Exclusions: Property tax exclusions exclude property value from taxation for various reasons. The amount of taxable market value is reduced by excluding a portion of a property's estimated market value. Minnesota's exclusions include:
Homestead Market Value Exclusion
Veterans with a Disability Homestead Exclusion
Job Opportunity Business Zone (JOBZ) Market Value Exclusion
Plat Law Exclusion
This Old House Exclusion
This Old Business Exclusion
Homestead Property Damaged by Mold Exclusion
Market Value Exclusion for Elderly Living Facilities
The data includes only the Homestead Market Value Exclusion, Veterans with a Disability Homestead Exclusion, Plat Law Exclusion, This Old House Exclusion, This Old Business Exclusion, and Homestead Property Damaged by Mold Exclusion.
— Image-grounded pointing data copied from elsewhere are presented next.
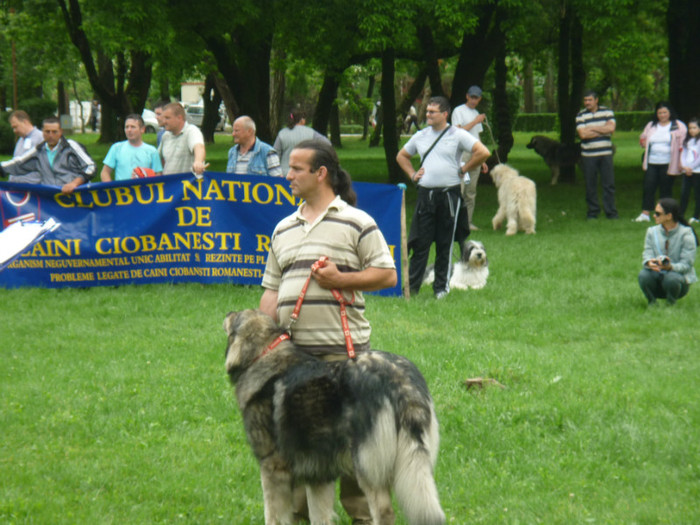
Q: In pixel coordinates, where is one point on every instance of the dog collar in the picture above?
(274, 344)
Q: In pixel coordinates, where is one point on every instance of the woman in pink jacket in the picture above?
(662, 140)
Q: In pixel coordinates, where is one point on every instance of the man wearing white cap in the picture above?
(468, 117)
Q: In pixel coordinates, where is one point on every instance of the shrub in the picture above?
(632, 120)
(536, 122)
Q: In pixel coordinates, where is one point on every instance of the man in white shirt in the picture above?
(436, 217)
(250, 155)
(182, 146)
(468, 118)
(28, 135)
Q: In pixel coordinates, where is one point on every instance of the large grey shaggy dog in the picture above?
(517, 200)
(308, 421)
(555, 154)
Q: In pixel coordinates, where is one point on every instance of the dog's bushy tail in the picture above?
(414, 484)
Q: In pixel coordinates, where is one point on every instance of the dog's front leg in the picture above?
(320, 500)
(277, 492)
(498, 218)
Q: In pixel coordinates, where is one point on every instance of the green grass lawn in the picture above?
(115, 408)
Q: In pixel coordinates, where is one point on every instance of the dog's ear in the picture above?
(230, 322)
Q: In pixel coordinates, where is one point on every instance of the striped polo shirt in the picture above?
(351, 239)
(597, 146)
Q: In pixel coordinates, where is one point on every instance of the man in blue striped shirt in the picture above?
(595, 125)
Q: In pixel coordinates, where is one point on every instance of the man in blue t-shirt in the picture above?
(124, 157)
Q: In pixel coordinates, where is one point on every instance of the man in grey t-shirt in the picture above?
(439, 180)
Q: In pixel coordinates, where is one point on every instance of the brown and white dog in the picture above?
(471, 271)
(517, 200)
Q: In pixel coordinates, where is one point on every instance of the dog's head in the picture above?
(249, 332)
(474, 255)
(500, 172)
(542, 145)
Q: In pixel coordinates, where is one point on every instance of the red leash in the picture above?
(297, 308)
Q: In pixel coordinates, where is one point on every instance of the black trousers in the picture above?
(437, 210)
(656, 177)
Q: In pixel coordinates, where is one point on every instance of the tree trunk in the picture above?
(549, 87)
(528, 88)
(279, 81)
(63, 99)
(504, 121)
(570, 81)
(335, 126)
(683, 21)
(212, 101)
(324, 105)
(472, 66)
(244, 63)
(391, 142)
(425, 36)
(367, 111)
(232, 109)
(413, 93)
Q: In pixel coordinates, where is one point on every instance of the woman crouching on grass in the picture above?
(669, 255)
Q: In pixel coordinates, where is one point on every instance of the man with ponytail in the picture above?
(326, 225)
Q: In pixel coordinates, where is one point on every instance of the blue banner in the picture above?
(170, 229)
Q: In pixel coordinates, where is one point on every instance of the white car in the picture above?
(195, 114)
(150, 121)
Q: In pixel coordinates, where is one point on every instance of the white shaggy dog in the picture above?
(471, 271)
(517, 200)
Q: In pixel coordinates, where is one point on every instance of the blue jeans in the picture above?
(591, 166)
(657, 285)
(656, 177)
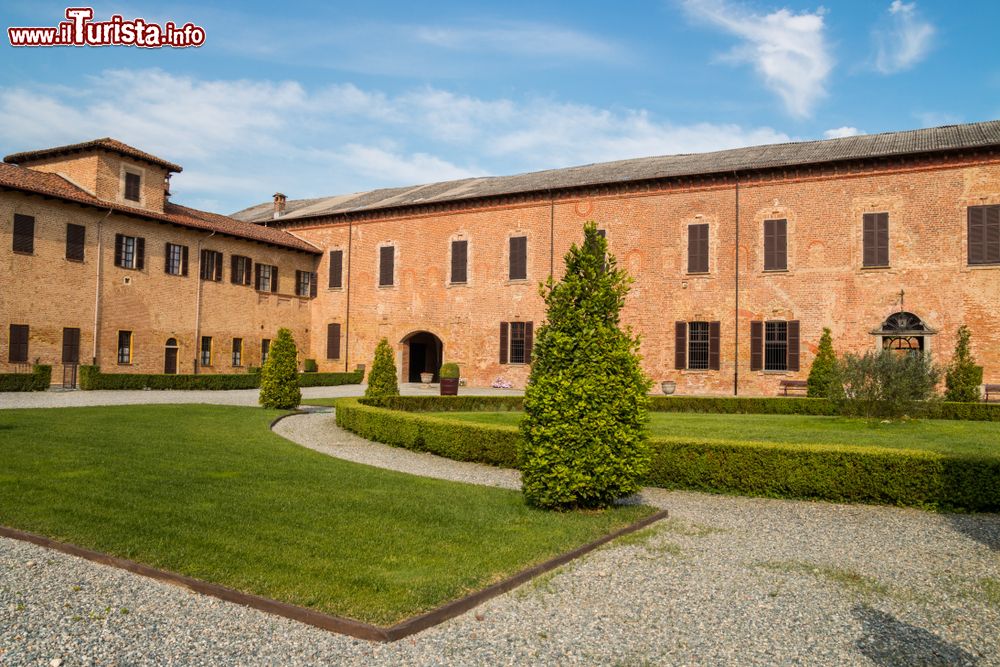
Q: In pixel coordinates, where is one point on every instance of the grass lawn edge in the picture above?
(329, 622)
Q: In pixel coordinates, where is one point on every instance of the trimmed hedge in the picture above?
(38, 379)
(483, 443)
(839, 473)
(91, 378)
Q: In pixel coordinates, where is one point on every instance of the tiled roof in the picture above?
(951, 137)
(53, 185)
(107, 143)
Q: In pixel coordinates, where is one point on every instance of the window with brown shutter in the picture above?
(504, 342)
(984, 234)
(775, 245)
(239, 269)
(333, 340)
(75, 240)
(459, 261)
(518, 261)
(875, 233)
(698, 248)
(18, 353)
(756, 346)
(336, 269)
(71, 345)
(132, 186)
(386, 266)
(130, 252)
(680, 345)
(24, 234)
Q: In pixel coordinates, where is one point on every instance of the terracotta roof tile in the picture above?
(53, 185)
(107, 143)
(951, 137)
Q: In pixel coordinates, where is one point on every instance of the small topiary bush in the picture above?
(887, 385)
(824, 381)
(382, 378)
(586, 400)
(963, 376)
(279, 377)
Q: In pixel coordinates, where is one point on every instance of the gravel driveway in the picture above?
(726, 580)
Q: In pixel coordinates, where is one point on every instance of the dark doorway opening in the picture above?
(170, 357)
(424, 354)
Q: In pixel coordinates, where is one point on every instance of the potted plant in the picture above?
(449, 379)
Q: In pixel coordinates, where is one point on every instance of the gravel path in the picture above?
(725, 580)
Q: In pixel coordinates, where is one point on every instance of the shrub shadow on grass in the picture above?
(889, 642)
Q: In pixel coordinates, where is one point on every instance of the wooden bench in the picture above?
(793, 385)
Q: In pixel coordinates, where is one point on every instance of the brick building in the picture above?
(740, 258)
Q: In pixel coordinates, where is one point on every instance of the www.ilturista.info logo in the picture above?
(80, 30)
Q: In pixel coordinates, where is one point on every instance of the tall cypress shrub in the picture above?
(823, 377)
(279, 377)
(586, 400)
(382, 379)
(963, 376)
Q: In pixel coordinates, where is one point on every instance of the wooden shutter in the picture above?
(504, 341)
(714, 330)
(119, 248)
(24, 233)
(991, 234)
(775, 245)
(518, 265)
(680, 345)
(333, 341)
(75, 239)
(71, 346)
(756, 346)
(793, 345)
(336, 269)
(386, 265)
(18, 352)
(459, 261)
(529, 340)
(698, 248)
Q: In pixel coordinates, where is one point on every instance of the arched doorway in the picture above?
(170, 357)
(422, 353)
(904, 333)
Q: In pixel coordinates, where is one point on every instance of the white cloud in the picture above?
(788, 50)
(904, 39)
(240, 140)
(838, 132)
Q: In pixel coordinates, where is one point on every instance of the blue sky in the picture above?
(315, 99)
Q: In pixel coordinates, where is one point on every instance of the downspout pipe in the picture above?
(736, 300)
(97, 290)
(197, 310)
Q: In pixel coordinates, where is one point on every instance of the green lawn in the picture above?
(210, 492)
(944, 436)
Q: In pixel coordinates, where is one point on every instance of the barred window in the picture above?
(775, 346)
(698, 345)
(124, 347)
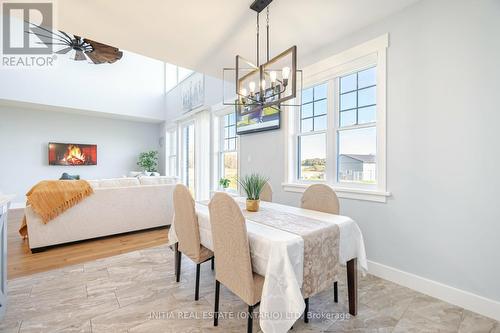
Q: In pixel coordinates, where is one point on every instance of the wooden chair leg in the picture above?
(250, 319)
(216, 306)
(306, 311)
(197, 289)
(178, 258)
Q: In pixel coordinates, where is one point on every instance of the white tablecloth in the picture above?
(278, 255)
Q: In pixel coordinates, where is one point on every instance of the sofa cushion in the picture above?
(93, 183)
(119, 182)
(157, 180)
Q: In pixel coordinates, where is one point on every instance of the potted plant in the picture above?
(252, 185)
(224, 183)
(148, 161)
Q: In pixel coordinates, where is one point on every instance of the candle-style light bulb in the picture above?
(273, 76)
(251, 85)
(285, 72)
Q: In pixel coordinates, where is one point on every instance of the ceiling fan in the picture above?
(84, 48)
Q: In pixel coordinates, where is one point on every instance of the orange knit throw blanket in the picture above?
(50, 198)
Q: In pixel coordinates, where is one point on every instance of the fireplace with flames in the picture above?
(72, 154)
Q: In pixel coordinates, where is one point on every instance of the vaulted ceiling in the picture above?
(206, 35)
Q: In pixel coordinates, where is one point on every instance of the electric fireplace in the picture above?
(72, 154)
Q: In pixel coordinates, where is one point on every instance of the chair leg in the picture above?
(216, 306)
(197, 289)
(178, 256)
(306, 311)
(250, 319)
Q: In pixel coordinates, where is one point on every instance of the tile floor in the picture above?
(137, 292)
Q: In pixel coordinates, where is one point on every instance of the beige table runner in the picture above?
(321, 244)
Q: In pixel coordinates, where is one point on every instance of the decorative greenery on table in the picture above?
(224, 182)
(252, 184)
(148, 161)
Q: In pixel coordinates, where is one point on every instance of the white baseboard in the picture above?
(18, 205)
(475, 303)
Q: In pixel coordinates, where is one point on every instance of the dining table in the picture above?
(285, 242)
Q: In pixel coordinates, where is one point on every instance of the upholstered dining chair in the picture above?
(233, 267)
(321, 198)
(267, 193)
(188, 234)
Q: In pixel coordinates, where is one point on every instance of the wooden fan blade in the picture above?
(103, 52)
(65, 50)
(79, 55)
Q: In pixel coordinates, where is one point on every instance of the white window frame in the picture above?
(171, 133)
(366, 55)
(219, 111)
(182, 152)
(298, 134)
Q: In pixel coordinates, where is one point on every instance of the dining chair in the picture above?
(188, 234)
(267, 193)
(321, 198)
(233, 267)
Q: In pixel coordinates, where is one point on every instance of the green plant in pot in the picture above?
(224, 183)
(148, 161)
(252, 185)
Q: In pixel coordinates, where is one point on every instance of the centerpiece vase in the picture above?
(253, 205)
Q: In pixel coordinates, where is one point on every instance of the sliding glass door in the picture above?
(188, 157)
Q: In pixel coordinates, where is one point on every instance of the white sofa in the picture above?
(117, 206)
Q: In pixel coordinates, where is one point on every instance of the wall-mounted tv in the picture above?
(72, 154)
(256, 118)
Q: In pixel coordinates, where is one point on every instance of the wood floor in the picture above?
(22, 262)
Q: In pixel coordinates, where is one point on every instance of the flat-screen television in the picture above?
(72, 154)
(256, 118)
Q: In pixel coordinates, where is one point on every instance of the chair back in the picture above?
(321, 198)
(186, 222)
(267, 193)
(233, 266)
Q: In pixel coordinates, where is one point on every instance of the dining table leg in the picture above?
(352, 285)
(177, 262)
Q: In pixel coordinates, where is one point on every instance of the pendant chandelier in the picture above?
(269, 84)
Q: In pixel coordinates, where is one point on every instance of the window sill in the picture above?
(344, 192)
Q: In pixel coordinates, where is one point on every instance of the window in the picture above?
(357, 128)
(171, 149)
(337, 137)
(174, 75)
(228, 149)
(188, 157)
(311, 140)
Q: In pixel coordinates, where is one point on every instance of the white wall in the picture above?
(132, 87)
(443, 219)
(25, 133)
(213, 95)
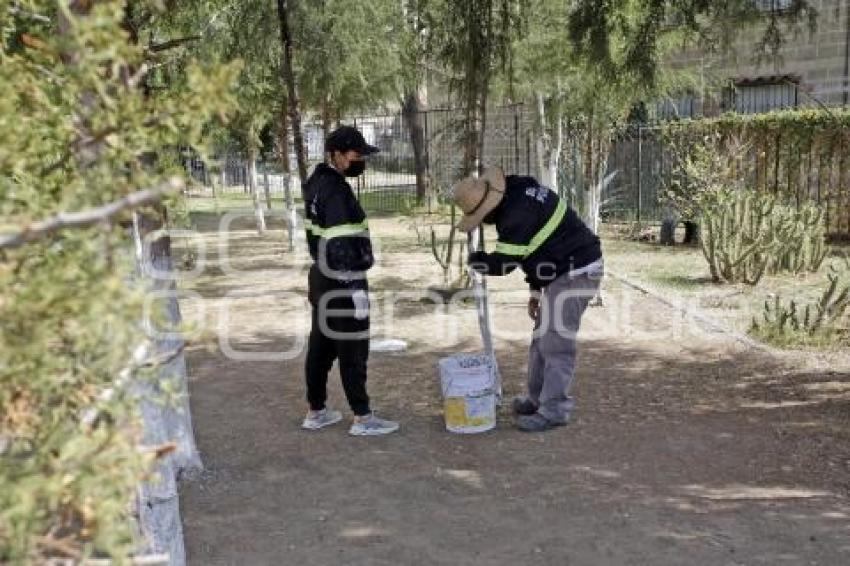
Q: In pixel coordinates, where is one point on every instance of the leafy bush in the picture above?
(794, 323)
(746, 234)
(76, 132)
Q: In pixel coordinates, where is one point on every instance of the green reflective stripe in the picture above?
(337, 231)
(538, 239)
(510, 249)
(546, 231)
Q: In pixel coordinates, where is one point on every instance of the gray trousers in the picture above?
(552, 355)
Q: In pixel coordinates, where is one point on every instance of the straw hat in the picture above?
(476, 197)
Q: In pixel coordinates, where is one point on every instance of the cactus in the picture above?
(801, 235)
(738, 242)
(747, 234)
(821, 317)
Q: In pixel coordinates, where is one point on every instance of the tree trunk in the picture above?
(667, 237)
(691, 232)
(255, 193)
(293, 104)
(283, 137)
(267, 188)
(412, 111)
(548, 150)
(327, 120)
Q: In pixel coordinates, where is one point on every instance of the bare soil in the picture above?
(686, 447)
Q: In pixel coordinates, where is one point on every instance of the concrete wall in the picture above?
(819, 59)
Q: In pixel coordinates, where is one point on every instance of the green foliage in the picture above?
(78, 129)
(802, 237)
(746, 234)
(627, 36)
(765, 152)
(702, 169)
(818, 322)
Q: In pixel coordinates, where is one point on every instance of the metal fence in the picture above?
(641, 163)
(389, 183)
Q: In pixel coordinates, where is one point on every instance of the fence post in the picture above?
(516, 139)
(640, 171)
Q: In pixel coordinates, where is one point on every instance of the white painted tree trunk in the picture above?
(292, 223)
(158, 500)
(549, 146)
(255, 195)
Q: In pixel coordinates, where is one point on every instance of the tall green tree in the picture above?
(81, 144)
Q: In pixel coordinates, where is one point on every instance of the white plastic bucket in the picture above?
(469, 393)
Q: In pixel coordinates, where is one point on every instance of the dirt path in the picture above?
(685, 448)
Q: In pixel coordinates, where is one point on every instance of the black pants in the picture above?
(336, 336)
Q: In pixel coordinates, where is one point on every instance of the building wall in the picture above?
(818, 60)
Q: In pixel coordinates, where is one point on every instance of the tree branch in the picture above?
(172, 43)
(90, 217)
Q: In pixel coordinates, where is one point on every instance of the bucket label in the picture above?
(479, 409)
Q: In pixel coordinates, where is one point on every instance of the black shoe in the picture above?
(524, 406)
(536, 423)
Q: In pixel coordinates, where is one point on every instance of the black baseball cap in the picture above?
(346, 138)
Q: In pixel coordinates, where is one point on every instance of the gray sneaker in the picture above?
(372, 426)
(522, 405)
(321, 419)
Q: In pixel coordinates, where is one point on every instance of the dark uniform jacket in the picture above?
(337, 233)
(537, 232)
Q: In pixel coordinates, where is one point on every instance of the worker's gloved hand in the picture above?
(478, 262)
(361, 304)
(533, 307)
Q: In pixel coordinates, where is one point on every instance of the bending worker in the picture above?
(338, 239)
(562, 261)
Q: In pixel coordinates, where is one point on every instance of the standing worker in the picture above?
(562, 260)
(338, 239)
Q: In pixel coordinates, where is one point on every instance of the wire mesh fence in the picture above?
(639, 161)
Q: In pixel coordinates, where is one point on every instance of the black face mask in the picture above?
(355, 168)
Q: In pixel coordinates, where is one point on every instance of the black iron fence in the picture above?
(640, 164)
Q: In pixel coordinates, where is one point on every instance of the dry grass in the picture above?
(683, 270)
Deferrals: Deferral programs recognize that market value of certain types of property may exceed the value that would be determined if the property were limited to its current use. For example, a piece of agricultural land may be highly valued for development as a residential neighborhood but would carry a much lower value if preserved as agricultural land. To provide protection from these development pressures, deferral programs allow the difference in value and the associated taxes to be deferred, generally with the taxes for a number of years being due once the property changes use or ownership. Minnesota's deferral programs include:
Green Acres Deferral
Rural Preserve Deferral
Open Space Deferral
Metropolitan Ag Preserve
Aggregate Resource Preservation Deferral
The data includes only the Green Acres, Rural Preserve, and Open Space deferrals.
An exemption is when property is not taxable. All real and personal property in the state is considered taxable except Indian lands and other property exempt by law. Tax exemptions are based on the accomplishment of public purposes and not favoring of particular persons or corporations at the expense of taxpayers.